A la veille du TDOR, jour du souvenir trans, un club LGBT a été la cible d’une fusillade dans le Colorado au cours d’un drag show. 5 personnes ont été tuées et 25 blessées. Un crime perpétré dans un contexte d’offensive contre les LGBT+ de la part de la droite et de l’extrême-droite américaine.

lundi 21 novembre

Ce samedi, 19 novembre, le club Q, dans la ville de Colorado-Springs (Colorado, États-Unis) organisait un show de drag-queen, qui devait être suivi, le lendemain, d’un drag brunch, pour célébrer le TDoR, Trans Day of Remembrance (journée du souvenir trans, rendant hommage aux personnes trans assassinées). Au cours de cette soirée, le club a été la cible d’un attentat meurtrier. Un tireur de 22 ans a ouvert le feu sur la foule avec un fusil d’assaut, avant d’être arrêté par deux clients du club. Actuellement on compte cinq personnes tuées et 25 blessées, dont deux dans un état critique, selon le New York Times.

Si l’on ignore encore le profil du tueur, le lieu de la fusillade, un club queer, tout comme l’occasion de la soirée, un drag show en hommage aux personnes trans assassinées, la veille d’une journée de commémoration mondiale, n’est probablement pas un hasard.

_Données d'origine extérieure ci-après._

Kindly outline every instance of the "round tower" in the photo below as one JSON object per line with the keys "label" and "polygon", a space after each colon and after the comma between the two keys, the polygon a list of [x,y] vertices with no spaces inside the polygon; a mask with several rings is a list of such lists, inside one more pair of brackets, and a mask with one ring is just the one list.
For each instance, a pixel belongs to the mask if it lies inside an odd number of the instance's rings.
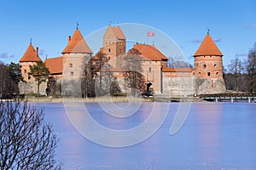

D’autant que l’attaque prend place dans le contexte d’une offensive réactionnaire de taille contre les personnes LGBT+, et notamment contre les drags queens. Au mois de juin le gouverneur républicain de Floride, Ron DeSantis, faisait la proposition que les parents emmenant leurs enfants à des drag shows puissent être inquiétés par les services sociaux, comme le rapporte Têtu.

Au Tennessee un nouveau projet de loi, dit SB3, a été déposé au début du mois de novembre par la majorité républicaine, prévoyant de rendre criminelle l’activité de drag-queens, et de les interdire des cabarets, bars et productions cinématographiques. Au Texas, le républicain Bryan Slaton a annoncé le dépôt d’une loi interdisant les drag shows aux mineurs, qu’il lie à son combat contre les personnes trans. En effet le projet de loi républicain, évoquant « des imitateurs masculins ou féminins » (« male or female impersonators ») pourrait être utilisés pour criminaliser les personnes trans.

Cette tuerie homophobe et transphobe – la 601ème fusillades de masse aux Etats-Unis de l’année 2022 – s’inscrit dans un contexte d’augmentation des crimes contre les personnes LGBT, et plus largement d’une surenchère réactionnaire de la part de la droite et l’extrême-droite. Ainsi, cette nouvelle tuerie ne peut que faire écho aux massacres racistes qui ont eu lieu ces dernières années aux Etats-Unis, comme celui de Buffalo au mois de mai. Ce dernier avait été perpétré par un tueur biberonné à l’idée de « grand remplacement », auquel les personnes LGBT sont fréquemment associées dans les discours de l’extrême-droite américaine, accusées de contribuer à la réduction du taux de natalité de la population blanche.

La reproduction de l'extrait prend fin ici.